Enriching Data And Analytics To Strengthen Bank Compliance
Source Leadership Strategy at Forbes.com
Contributor onInnovation in technology and the digitization of information facilitate the rapid flow of data and money to and from anywhere in the world. Unfortunately, while there are obvious upsides and benefits from these enhancements, there are also new risks and challenges. Bad actors use the same tools in the global banking system to launder money to support activities ranging from organized crime to terrorism, drug and human trafficking, resulting in increased complexity for banks to invest in anti-money laundering (AML), know your customer (KYC) and other compliance-related initiatives.
The cost and complexity of these operations have raised regulatory and reputational risks as well as cut into banks’ profitability. Unfortunately, there is no short-term or simple fix to identify and address these vulnerabilities, especially for legacy institutions with vast branch networks, large numbers of employees, and multiple points of access for would-be wrongdoers. And new entrants to the industry are starting with simpler, next generation infrastructure solutions that are easier to protect, potentially putting pressure in the future on the incumbents and their legacy back-offices.
The industry is moving to embrace more analytics-powered monitoring of financial crime threats, where KYC and transaction monitoring risk signals are generated by algorithms and technology to provide the risk professional with more insight into the threat and access to more complete sets of information to make a decision. One of the key issues that banks face in advancing in this direction is the lack of readily available, high-quality data for use in KYC and AML decisions. This is further complicated by the sheer volume of transactions, as well as the challenges of managing the cleanliness, comparability, and consistency of the data in an ever-expanding data universe.
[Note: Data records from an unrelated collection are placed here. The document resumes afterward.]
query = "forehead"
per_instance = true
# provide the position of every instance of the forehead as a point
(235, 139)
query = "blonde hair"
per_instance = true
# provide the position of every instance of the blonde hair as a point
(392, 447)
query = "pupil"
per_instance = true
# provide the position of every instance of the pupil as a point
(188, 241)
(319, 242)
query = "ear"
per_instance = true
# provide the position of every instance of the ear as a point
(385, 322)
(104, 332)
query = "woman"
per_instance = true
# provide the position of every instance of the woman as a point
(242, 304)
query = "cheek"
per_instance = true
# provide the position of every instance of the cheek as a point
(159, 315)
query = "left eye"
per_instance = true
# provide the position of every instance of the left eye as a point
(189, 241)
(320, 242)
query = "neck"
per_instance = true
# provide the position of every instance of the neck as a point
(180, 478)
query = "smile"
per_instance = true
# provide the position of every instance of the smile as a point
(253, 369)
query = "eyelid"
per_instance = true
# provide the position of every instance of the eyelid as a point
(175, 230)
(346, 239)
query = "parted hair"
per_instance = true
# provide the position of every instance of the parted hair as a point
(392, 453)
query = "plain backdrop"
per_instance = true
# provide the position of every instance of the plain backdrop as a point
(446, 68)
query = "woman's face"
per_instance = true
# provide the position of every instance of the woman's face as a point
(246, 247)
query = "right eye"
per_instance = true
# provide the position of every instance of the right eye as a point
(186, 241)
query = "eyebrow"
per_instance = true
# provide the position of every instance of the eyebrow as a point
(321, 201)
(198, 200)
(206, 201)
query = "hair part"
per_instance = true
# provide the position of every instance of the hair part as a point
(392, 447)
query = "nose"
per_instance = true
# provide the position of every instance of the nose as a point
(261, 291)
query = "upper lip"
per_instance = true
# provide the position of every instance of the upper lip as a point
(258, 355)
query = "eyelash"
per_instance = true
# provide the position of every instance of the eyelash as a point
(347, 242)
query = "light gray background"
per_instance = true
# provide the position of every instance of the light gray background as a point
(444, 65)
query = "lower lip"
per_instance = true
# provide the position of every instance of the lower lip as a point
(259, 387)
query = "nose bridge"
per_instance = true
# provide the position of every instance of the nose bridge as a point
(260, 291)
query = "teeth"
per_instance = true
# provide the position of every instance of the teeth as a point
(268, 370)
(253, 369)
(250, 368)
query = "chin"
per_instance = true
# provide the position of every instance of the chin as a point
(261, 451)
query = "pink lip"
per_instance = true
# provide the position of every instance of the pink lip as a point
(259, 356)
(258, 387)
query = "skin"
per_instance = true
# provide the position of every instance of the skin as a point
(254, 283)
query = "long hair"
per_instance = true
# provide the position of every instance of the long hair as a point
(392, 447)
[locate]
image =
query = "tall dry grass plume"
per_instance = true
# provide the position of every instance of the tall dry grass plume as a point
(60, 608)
To be effective in spotting the most suspicious and risky transactions, data needs to be drawn from a combination of internal and external sources, while making better use of automation and analytics to recognize outliers across the data sets — without getting bogged down in significant volumes of false-positives, which consume analysts’ time on the wrong transactions. Institutions are increasingly applying these new technologies while incorporating unstructured or third-party data — in combination with deep learning and artificial intelligence – to help identify suspicious transactions and prevent financial crime.
More and more banks are making use of techniques such as sentiment analysis and relationship mapping –both based on the high-speed examination of millions of pages of content in global media, court filings, web pages and social media — to get to the bad actors faster. One example is development of intelligent networks, which monitor data streams in real time and in multiple languages to identify suspicious activities and relationships, specifically seeking out accounts, companies, individuals and aliases with known ties to fraud as an indicator of high risk for seemingly innocuous transactions.
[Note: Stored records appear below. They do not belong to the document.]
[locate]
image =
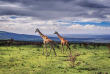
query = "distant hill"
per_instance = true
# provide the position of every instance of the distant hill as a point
(22, 37)
(69, 37)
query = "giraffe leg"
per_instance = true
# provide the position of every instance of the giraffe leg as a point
(54, 52)
(62, 48)
(43, 49)
(50, 50)
(69, 49)
(46, 49)
(66, 49)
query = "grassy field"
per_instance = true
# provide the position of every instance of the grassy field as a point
(29, 60)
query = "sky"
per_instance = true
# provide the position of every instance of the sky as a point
(64, 16)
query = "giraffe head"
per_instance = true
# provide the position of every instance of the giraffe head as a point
(56, 32)
(36, 30)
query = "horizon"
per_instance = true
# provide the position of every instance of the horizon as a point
(54, 34)
(65, 16)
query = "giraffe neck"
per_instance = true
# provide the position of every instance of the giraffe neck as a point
(41, 34)
(59, 36)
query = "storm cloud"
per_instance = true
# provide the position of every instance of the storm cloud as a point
(55, 9)
(43, 14)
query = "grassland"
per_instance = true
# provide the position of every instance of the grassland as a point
(29, 60)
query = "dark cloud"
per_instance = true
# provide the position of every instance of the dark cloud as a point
(92, 5)
(53, 9)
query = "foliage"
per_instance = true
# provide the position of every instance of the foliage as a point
(29, 60)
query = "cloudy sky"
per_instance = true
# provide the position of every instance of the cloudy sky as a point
(64, 16)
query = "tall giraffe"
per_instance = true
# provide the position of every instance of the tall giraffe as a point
(46, 41)
(63, 42)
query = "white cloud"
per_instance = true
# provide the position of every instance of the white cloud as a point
(27, 25)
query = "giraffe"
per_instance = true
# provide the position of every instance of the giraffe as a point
(46, 41)
(63, 42)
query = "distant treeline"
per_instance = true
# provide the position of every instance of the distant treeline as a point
(11, 42)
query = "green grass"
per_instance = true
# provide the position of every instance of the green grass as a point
(29, 60)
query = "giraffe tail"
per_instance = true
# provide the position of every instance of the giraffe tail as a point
(56, 45)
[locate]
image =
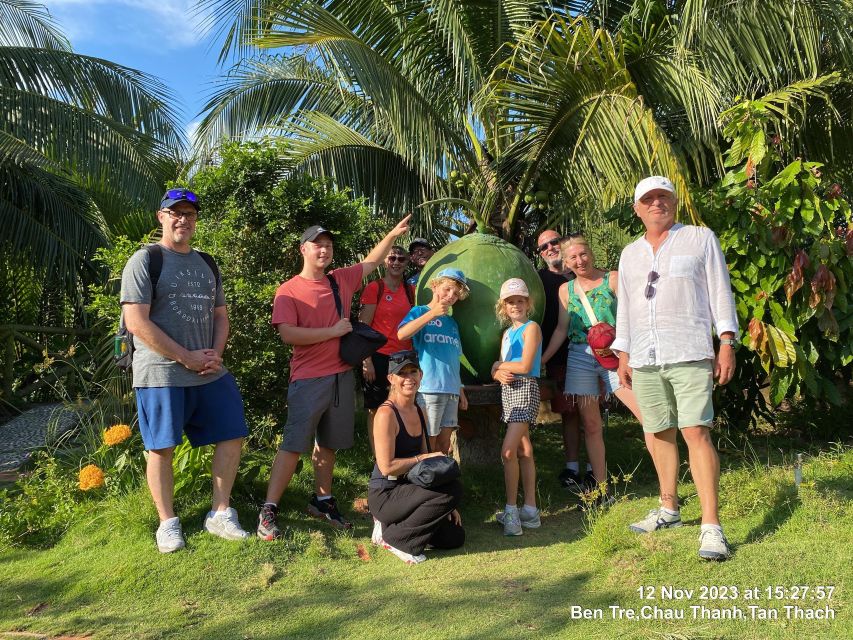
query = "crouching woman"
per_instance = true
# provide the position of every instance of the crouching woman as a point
(408, 517)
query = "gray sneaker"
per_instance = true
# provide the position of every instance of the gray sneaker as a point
(511, 522)
(656, 519)
(225, 525)
(169, 536)
(527, 521)
(713, 545)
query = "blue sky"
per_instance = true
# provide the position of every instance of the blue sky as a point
(159, 37)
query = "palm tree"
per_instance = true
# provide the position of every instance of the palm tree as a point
(516, 112)
(85, 145)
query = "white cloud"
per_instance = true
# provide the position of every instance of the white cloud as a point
(155, 25)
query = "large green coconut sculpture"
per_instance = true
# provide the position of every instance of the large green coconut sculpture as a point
(487, 261)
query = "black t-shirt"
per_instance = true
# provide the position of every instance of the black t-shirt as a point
(552, 282)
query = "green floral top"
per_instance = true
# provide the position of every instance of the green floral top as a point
(603, 303)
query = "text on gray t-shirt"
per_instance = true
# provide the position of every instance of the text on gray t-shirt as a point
(183, 308)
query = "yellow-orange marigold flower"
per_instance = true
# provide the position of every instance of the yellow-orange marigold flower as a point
(91, 477)
(116, 434)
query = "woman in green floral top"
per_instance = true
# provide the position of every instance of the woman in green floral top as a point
(584, 374)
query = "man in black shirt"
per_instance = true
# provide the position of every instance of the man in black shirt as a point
(553, 275)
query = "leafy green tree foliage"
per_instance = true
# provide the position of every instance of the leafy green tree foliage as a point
(519, 113)
(84, 143)
(788, 240)
(251, 220)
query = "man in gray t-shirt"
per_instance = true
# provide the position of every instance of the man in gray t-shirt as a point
(180, 328)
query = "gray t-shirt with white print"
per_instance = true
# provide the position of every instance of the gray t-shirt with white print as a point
(183, 308)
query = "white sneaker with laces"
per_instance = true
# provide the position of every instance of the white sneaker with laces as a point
(713, 544)
(656, 519)
(408, 558)
(169, 536)
(225, 525)
(376, 536)
(528, 520)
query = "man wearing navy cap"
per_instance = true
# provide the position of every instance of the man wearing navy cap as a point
(321, 393)
(172, 303)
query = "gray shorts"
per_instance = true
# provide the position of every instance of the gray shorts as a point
(321, 409)
(441, 411)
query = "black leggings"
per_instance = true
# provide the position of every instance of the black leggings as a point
(413, 517)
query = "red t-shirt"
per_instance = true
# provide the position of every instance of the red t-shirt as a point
(389, 312)
(310, 304)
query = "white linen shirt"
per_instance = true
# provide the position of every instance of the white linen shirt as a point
(692, 293)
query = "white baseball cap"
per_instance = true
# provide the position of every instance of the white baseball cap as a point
(650, 184)
(514, 287)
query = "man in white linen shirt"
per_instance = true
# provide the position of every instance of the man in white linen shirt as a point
(673, 287)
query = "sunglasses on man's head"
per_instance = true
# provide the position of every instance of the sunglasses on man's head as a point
(401, 356)
(549, 243)
(181, 194)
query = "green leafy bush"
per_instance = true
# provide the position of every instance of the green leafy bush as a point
(788, 242)
(251, 219)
Once data is collected, data visualization can make complex data sets and analysis much more understandable for the analysts, mapping out and displaying connections which might otherwise have gone unnoticed by humans with more traditional tools.
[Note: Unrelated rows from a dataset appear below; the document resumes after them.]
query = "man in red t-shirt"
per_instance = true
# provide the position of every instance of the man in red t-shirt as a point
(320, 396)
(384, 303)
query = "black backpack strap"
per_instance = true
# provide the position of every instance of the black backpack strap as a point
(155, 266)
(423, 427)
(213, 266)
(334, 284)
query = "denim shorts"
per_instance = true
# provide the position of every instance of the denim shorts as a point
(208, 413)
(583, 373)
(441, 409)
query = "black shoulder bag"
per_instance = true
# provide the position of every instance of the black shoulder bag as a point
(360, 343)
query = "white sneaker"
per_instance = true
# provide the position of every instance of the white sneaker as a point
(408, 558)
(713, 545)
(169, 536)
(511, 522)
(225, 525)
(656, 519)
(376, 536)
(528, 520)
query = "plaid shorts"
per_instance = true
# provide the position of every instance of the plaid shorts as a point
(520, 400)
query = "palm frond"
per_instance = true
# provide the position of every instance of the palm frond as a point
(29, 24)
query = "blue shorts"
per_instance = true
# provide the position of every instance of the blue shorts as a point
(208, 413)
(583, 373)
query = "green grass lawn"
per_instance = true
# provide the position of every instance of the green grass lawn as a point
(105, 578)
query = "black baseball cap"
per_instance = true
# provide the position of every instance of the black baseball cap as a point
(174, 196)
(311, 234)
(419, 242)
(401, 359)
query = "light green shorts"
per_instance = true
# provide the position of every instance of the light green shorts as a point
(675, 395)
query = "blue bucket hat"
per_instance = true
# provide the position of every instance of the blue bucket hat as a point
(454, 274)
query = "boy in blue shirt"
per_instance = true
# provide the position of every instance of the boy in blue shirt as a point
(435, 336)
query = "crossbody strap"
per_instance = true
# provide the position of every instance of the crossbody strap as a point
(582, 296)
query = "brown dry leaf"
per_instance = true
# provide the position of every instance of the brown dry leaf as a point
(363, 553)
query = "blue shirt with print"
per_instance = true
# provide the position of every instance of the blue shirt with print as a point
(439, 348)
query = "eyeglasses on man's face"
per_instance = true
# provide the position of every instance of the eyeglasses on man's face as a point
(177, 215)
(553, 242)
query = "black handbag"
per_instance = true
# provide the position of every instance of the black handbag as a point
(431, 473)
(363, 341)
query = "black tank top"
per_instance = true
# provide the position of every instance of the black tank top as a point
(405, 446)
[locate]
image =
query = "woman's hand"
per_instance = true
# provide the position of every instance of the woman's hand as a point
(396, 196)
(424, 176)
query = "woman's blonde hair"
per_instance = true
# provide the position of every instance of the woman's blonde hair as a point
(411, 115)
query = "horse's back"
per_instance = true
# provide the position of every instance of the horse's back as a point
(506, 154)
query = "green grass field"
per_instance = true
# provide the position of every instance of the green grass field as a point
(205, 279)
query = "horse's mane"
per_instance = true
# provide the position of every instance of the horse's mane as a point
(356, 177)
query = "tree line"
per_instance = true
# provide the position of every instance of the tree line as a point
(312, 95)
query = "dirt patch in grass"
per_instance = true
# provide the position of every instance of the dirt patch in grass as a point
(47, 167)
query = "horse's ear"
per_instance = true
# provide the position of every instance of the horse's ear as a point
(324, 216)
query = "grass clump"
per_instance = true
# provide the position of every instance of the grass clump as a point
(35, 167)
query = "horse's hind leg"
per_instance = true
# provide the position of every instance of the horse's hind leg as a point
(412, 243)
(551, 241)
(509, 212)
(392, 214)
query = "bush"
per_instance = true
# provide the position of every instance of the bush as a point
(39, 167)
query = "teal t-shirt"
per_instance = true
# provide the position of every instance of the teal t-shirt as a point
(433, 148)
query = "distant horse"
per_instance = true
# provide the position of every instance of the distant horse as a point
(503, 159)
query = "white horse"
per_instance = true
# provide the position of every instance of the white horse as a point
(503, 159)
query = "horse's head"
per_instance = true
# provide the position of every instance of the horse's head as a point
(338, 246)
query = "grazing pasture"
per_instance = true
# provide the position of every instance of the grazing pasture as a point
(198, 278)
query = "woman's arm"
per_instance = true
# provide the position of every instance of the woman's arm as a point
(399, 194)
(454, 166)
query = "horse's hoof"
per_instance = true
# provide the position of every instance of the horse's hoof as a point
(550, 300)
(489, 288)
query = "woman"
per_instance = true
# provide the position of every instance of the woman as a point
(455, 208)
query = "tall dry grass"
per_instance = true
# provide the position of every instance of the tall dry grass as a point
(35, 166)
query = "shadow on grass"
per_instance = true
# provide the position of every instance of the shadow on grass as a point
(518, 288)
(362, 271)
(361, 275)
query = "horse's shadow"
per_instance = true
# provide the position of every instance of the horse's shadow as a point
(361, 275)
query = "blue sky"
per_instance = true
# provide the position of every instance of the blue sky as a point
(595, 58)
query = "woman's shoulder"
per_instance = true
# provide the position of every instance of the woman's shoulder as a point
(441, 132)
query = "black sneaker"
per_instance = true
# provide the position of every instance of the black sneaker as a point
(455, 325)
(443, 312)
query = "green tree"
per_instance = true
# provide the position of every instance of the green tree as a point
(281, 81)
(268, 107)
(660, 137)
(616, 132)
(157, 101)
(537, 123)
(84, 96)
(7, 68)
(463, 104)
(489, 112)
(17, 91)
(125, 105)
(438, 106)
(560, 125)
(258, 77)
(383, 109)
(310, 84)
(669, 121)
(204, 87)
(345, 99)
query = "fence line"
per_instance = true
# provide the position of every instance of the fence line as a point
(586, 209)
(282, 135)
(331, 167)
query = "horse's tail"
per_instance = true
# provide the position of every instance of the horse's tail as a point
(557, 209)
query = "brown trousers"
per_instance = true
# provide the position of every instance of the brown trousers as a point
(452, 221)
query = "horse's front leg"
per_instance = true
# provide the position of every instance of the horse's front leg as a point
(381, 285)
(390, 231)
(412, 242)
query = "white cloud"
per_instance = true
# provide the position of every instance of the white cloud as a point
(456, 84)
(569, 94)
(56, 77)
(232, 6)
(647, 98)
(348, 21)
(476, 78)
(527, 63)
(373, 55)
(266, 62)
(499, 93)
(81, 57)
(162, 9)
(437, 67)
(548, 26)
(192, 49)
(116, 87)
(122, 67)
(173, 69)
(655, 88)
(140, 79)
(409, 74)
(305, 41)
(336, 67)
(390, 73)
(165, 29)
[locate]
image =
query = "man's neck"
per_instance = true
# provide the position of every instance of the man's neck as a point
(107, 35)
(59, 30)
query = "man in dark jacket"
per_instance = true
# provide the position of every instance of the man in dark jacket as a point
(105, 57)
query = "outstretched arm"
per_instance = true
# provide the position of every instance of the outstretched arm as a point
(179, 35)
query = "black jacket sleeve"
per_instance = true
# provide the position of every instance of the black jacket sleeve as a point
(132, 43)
While solutions employing machine learning and AI can spot new indicators and patterns of behavior linked to money laundering or other non-compliant and suspicious behaviors, such solutions can also help cut the cost of Know Your Customer and Customer Due Diligence (CDD) programs, which can be hundreds of millions of dollars per year for large institutions.
Successful implementation of solutions using analytics and third-party data provides banks with an even bigger benefit. Banking industry leaders have come to recognize the importance of building (and, in some cases, rebuilding) customer trust, which has been damaged by the combination of data breaches, money laundering scandals and marketing misfeasance. In this environment, banks can differentiate themselves from competitors by using the most advanced technologies as part of a comprehensive effort to improve regulatory compliance while protecting their customers’ funds and data, as well as their own brands and reputations.